An introduction to ICCon - Inherited Cancer Connect Partnership — ASN Events

An introduction to ICCon - Inherited Cancer Connect Partnership (#184)

Gillian Mitchell 1 , Ian Campbell 1 , Hugh Dawkins 2 , Stephen Fox 1 , Janet Hiller 3 , Paul James 1 , Judy Kirk 4 , Geoffrey Lindeman 5 , Finlay Macrae 5 , Julie McGaughran 6 , Bettina Meiser 7 , Nicholas Pachter 8 , Christobel Saunders 2 , Clare Scott 9 , Graeme Suthers 10 , Alison Trainer 1 , Robyn Ward 11 , Mary-Anne Young 1
  1. Peter MacCallum Cancer Centre, East Melbourne, VIC, Australia
  2. University of Western Australia, Perth, WA
  3. Australian Catholic University, Melbourne, VIC
  4. Westmead Hospital, Sydney, NSW
  5. Royal Melbourne Hospital, Melbourne, VIC
  6. Royal Brisbane and Women's Hospital, Brisbane, QLD
  7. University of NSW, Sydney, NSW
  8. King Edward Memorial Hospital for Women, Perth, WA
  9. Walter and Eliza Hall Institute, Melbourne, VIC
  10. Women's and Children's Hospital, Adelaide, SA
  11. Prince of Wales Clinical School, Sydney, NSW

Background: ICCon is a new research program bringing together the Australian Familial Cancer Services and familial cancer research groups. Inherited cancer syndromes are individually rare but collectively important; they impose a significant impact on affected families and national healthcare costs. A collaborative approach to research is essential and focussing research efforts and clinical services on high risk families will impact positively on national cancer incidence and outcomes.

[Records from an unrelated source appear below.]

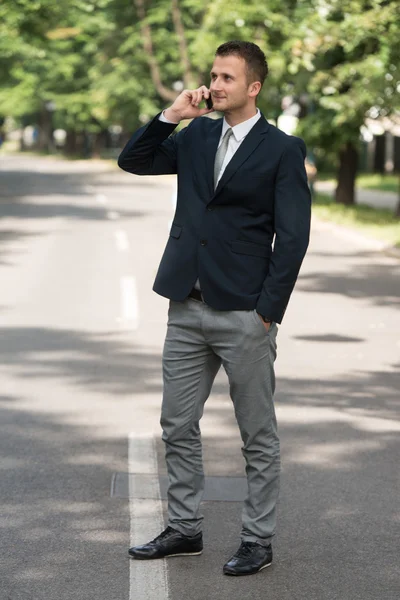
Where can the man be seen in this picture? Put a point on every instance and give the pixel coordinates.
(240, 182)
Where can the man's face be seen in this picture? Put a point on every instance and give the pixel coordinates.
(229, 86)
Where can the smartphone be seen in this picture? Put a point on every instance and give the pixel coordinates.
(209, 102)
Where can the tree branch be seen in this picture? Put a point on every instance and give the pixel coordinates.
(165, 93)
(183, 49)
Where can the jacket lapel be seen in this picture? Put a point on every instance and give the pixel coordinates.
(213, 138)
(246, 148)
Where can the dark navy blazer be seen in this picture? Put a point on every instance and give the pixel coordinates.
(225, 236)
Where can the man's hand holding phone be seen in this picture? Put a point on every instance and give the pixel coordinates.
(186, 106)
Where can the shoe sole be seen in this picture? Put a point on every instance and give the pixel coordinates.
(252, 572)
(166, 555)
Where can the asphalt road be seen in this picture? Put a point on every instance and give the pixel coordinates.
(81, 337)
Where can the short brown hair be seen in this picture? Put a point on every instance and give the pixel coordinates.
(256, 63)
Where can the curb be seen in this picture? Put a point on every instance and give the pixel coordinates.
(357, 237)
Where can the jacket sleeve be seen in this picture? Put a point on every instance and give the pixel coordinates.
(151, 151)
(292, 217)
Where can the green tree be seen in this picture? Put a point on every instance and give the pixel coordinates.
(346, 55)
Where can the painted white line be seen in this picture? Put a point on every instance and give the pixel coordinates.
(122, 240)
(130, 309)
(147, 579)
(101, 198)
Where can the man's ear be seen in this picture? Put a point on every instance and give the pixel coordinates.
(254, 89)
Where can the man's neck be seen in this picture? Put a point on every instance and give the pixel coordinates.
(238, 116)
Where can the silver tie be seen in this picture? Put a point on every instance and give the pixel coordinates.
(220, 155)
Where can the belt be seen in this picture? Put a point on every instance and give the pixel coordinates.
(196, 295)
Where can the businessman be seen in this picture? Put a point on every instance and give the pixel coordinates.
(241, 183)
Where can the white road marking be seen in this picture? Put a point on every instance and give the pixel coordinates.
(130, 309)
(147, 579)
(101, 198)
(122, 240)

• Improve outcomes of people with inherited cancer syndromes
• Formalise collaborative links between clinics and between clinics and researchers
• Set a national translational familial cancer research agenda and the means to deliver it by integrating research activities as part of routine clinical care
1. Develop a national database of all mutation carriers and harmonise ethical frameworks for FCC-based research. This will enable research by identifying potential research participants and provide access to the large collective pool of data/samples.
2. Develop a national policy for population-based screening for Lynch Syndrome (LS).

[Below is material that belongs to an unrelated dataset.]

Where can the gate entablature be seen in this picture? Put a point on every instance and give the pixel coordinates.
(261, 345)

3. Improve the accuracy of cancer risk predictions:
• In high risk breast cancer families with no identifiable mutation and Australian LS families.

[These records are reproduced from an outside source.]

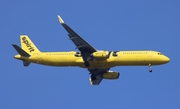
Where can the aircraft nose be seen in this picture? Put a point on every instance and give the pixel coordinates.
(167, 59)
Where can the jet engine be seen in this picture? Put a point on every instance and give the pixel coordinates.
(111, 75)
(100, 55)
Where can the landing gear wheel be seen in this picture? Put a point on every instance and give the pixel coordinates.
(86, 63)
(150, 68)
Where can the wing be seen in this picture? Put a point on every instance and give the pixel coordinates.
(96, 76)
(81, 44)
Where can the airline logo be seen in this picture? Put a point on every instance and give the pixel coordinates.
(28, 45)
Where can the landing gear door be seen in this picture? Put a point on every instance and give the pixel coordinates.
(39, 56)
(150, 56)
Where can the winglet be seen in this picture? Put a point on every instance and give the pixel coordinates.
(60, 19)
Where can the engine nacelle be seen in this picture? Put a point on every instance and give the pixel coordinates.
(111, 75)
(100, 54)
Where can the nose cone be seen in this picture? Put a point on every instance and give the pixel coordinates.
(166, 59)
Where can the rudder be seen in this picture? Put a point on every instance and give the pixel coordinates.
(27, 45)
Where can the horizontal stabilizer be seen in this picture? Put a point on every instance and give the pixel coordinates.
(20, 51)
(26, 63)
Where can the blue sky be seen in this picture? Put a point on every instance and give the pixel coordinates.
(109, 25)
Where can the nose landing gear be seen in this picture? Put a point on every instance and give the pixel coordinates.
(150, 68)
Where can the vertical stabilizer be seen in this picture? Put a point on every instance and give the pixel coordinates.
(27, 45)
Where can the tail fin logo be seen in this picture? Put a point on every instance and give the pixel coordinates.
(28, 45)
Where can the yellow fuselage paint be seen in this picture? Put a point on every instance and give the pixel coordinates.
(122, 58)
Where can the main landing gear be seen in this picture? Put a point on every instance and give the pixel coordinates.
(150, 68)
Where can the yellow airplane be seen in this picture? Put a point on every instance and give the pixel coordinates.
(98, 62)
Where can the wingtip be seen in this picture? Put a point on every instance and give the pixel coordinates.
(60, 19)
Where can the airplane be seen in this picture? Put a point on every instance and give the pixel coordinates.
(97, 62)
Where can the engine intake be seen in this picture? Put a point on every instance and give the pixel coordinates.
(111, 75)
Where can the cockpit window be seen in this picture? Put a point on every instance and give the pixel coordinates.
(160, 54)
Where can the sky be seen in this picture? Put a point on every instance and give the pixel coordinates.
(106, 25)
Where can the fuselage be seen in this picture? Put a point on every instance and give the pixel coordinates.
(118, 58)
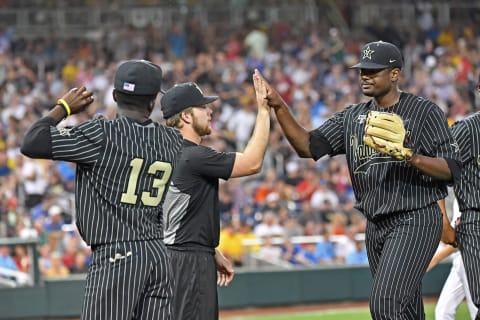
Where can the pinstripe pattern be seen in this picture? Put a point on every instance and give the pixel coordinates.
(399, 201)
(138, 286)
(384, 185)
(399, 250)
(123, 171)
(467, 191)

• Update clinic pedigrees for new cancers developing after initial family ascertainment
o create empiric 5 and 10 year cancer risk tables
o evaluate available risk prediction models in the Australian context.
4. Improve cancer risk management of people with hereditary cancer syndromes:
• Audit current clinical practice against national cancer genetics guidelines.
• Investigate the impact of mutation carrier follow-up programs and undertake a cost-effectiveness analysis of such programs.
• Investigate current practice relating to delivery of advice around risk-reducing medication (RRM) use for breast cancer (SERMs) and LS (aspirin).
• Investigate views of people at risk about RRM; develop educational materials and test their efficacy in regards to decision-making around RRM; undertake a cost-effectiveness analysis of aspirin in LS.